Que relação tem com as novas tecnologias e, em caso afirmativo, como é que elas influenciam a sua música?

A música terá sempre estado ligada (excepção para a voz) à utilização de um instrumento para a sua produção. Ao longo da história, os instrumentos foram evoluindo chegando a exemplos excepcionais de desenvolvimento tecnológico como é o caso do piano. Em cada momento o aperfeiçoamento dos instrumentos de música deu lugar concorrentemente à criação de um repertório único (sustentado por instrumentistas de excepção) que em muitos casos tem vindo a perpetuar as suas existências, atravessando épocas e estéticas. Nesta continuação surgem os instrumentos eléctricos, posteriormente os electrónicos e mais recentemente os digitais e todos eles motivaram e motivam um novo repertório, estimulam a criação de um novo conjunto de obras, que eventualmente validarão e garantirão por sua vez a perenidade dos instrumentos que lhes deram origem.
Nesta medida e assumindo aqui “novas tecnologias” como sinónimo de “novos instrumentos” (no plural porque múltiplos e diferenciados mesmo que existentes num mesmo suporte lógico e físico: o computador) que pertencem ao tempo presente, os mesmos têm lugar na minha música ao lado dos muitos outros já com história e repertório. É evidente que, tal como os demais no passado, estes novos instrumentos vêm estimular a criação de obras que lhes são especificamente destinadas ou seja que exploram as suas potencialidades dando a ouvir algo de novo e inaudito que permanece por inventar, ou a arte musical não fosse criação! A influência que os novos instrumentos exercem na minha música é pois aquela que os mesmo provocam devido às suas características próprias e neste sentido eu não escreveria a música que escrevo nos casos em que utilizo esses novos instrumentos da mesma maneira que Chopin não teria sido Chopin sem a existência do piano.

O seu trabalho afirma com frequência uma abordagem pluridisciplinar. Pode explicitar o como e o porquê?

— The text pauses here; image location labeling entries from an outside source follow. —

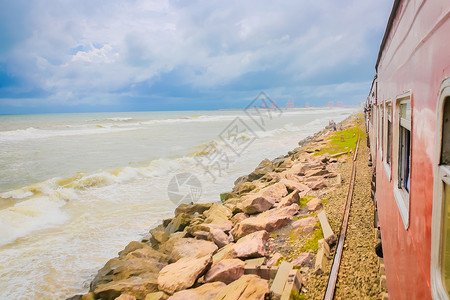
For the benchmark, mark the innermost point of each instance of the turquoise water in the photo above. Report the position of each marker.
(76, 188)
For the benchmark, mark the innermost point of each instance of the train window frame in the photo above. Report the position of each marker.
(380, 130)
(388, 138)
(441, 177)
(401, 194)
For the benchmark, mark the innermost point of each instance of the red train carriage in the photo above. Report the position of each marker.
(408, 120)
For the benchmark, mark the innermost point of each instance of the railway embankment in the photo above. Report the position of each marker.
(268, 236)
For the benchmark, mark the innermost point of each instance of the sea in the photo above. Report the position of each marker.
(77, 188)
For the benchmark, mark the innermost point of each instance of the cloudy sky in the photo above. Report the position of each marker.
(125, 55)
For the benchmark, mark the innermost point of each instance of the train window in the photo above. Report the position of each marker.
(402, 155)
(388, 138)
(440, 226)
(445, 153)
(446, 239)
(382, 129)
(404, 151)
(388, 133)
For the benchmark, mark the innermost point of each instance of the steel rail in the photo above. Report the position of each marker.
(332, 279)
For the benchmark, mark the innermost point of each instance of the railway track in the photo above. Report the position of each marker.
(332, 279)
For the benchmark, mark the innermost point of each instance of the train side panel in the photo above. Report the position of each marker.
(414, 62)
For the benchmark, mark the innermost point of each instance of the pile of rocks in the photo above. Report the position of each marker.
(201, 252)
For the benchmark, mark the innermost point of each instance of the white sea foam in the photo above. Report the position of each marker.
(30, 215)
(65, 224)
(33, 133)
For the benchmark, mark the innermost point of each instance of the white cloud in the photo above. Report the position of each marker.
(122, 43)
(104, 54)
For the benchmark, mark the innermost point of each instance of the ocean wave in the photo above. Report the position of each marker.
(30, 215)
(34, 133)
(114, 119)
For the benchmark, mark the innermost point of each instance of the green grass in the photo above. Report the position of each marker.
(297, 296)
(337, 145)
(303, 200)
(312, 243)
(223, 196)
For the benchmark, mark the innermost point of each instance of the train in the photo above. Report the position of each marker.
(407, 115)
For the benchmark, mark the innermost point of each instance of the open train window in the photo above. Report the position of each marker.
(380, 130)
(404, 151)
(402, 146)
(440, 227)
(388, 138)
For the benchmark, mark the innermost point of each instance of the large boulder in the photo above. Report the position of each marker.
(317, 172)
(256, 203)
(289, 199)
(179, 223)
(251, 245)
(158, 235)
(227, 271)
(224, 253)
(105, 274)
(269, 221)
(304, 222)
(190, 247)
(238, 218)
(294, 185)
(314, 204)
(246, 187)
(248, 287)
(264, 167)
(219, 237)
(204, 292)
(264, 199)
(157, 296)
(303, 260)
(274, 260)
(138, 287)
(275, 191)
(218, 216)
(192, 208)
(167, 246)
(182, 274)
(136, 267)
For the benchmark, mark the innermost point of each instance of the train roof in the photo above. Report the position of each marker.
(388, 30)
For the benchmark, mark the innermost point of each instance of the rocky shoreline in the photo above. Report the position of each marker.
(220, 250)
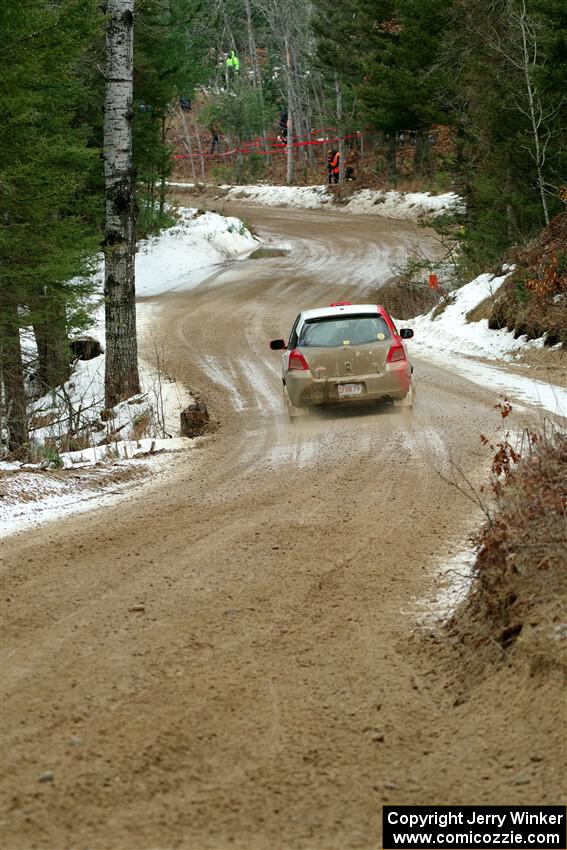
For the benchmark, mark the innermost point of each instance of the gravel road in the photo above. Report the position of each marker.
(235, 659)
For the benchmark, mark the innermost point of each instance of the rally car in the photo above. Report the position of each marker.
(345, 353)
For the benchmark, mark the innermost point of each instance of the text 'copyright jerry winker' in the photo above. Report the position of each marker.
(462, 827)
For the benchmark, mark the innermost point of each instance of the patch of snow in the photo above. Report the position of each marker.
(454, 578)
(453, 342)
(397, 205)
(403, 205)
(297, 197)
(181, 257)
(31, 498)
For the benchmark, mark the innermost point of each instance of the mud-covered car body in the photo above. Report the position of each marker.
(344, 353)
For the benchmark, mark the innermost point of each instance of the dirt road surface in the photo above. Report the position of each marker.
(235, 660)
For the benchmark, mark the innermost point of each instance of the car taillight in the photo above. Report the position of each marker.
(297, 361)
(396, 353)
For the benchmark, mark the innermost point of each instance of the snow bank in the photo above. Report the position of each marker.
(297, 197)
(451, 330)
(404, 205)
(177, 258)
(397, 205)
(453, 342)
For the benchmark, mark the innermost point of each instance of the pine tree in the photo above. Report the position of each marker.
(47, 233)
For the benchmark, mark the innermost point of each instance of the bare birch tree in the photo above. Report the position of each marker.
(121, 376)
(520, 50)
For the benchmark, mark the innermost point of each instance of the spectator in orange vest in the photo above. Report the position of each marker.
(333, 166)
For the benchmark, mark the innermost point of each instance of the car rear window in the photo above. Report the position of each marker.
(335, 331)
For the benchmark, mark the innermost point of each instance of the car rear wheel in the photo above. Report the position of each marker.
(408, 402)
(291, 410)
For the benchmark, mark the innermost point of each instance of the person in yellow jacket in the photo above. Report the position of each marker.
(233, 62)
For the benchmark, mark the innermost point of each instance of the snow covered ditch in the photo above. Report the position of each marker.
(102, 444)
(389, 204)
(450, 339)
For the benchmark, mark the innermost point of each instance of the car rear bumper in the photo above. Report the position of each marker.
(393, 383)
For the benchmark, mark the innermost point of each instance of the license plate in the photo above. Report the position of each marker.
(349, 389)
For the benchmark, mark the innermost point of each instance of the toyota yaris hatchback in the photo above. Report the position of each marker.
(344, 353)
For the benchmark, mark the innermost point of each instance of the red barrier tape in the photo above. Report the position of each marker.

Para além desta dimensão específica do computador enquanto instrumento musical, o seu papel é muito mais amplo enquanto suporte da textualidade. Aparentemente não há grande mudança entre a “cultura impressa” representada pelo livro (suporte privilegiado da revolução de Gutenberg) e a “cultura electrónica” representada pelo computador, mas é preciso não perder de vista o facto de que para o conjunto das suas diversas aplicações o computador tem uma função singular: a manipulação de dados em formato binário.
Constitui assim um suporte polivalente de escrita graças à sua capacidade em receber diferentes fontes de entrada, quer sejam visuais, auditivas, tácteis ou conceptuais,... e que são todas convertidas em informações elementares por esta série de alternâncias eléctricas entre zero e um. Uma vez capturada e reduzida a esse denominador comum binário, as diferenças entre os vários tipos de informação fica esbatida e facilmente combinável. Ao permitir esta integração transparente dos dados sensoriais, intelectuais e históricos, o computador tornou-se no primeiro instrumento artístico (e talvez o catalisador) da convergência de todas as representações. A lógica subjacente do computador pode parecer a quintessência das lógicas e das construções lineares próprias da “cultura impressa”. Mas se a experiência d’um utilizador na “cultura impressa” pode ser reduzida a uma linha que vai de um ponto A para um ponto B, a experiência de um utilizador de computador é mais parecida com um único ponto central com vários raios, que chegam e partem dele, cada um deles ligado a um outro ponto, que poderia por sua vez estar ligado a uma outra série de raios e assim por diante. O ponto central seria o resultado da mistura das entradas de todos os raios, indo da simplicidade de um curto texto à complexidade d’uma simulação virtual de um qualquer movimento ou modelo.
A capacidade de trabalhar, pensar e comunicar sob esta forma é uma ruptura maior face ao constrangimento da progressão sequencial impressa. O lugar deixa de ter importância, o contexto torna-se mais relativo do que absoluto e a informação passa a ser associativa em vez de linear. O computador vem assim proporcionar os meios para uma transversalidade criativa e graças às suas entradas e saídas múltiplas vai permitir uma representação e uma operacionalidade integradas da textualidade (entendida em sentido lato enquanto reflexão) portanto do pensamento. Esta hibridação intertextual vai assegurar não só a transversalidade operatória dos parâmetros musicais mas também a transversalidade desses mesmos parâmetros com os parâmetros d’outras áreas e disciplinas que decida integrar nas minhas peças. Consigo traz ainda uma profunda diferença na maneira como escutamos e apreendemos o mundo, nomeadamente o dos sons e por via desta mesma tecnologia a maneira como o conhecemos e o compreendemos. Isto também é dizer que a natureza dos elementos que fazem sentido, musicalmente falando, foi consideravelmente alargada.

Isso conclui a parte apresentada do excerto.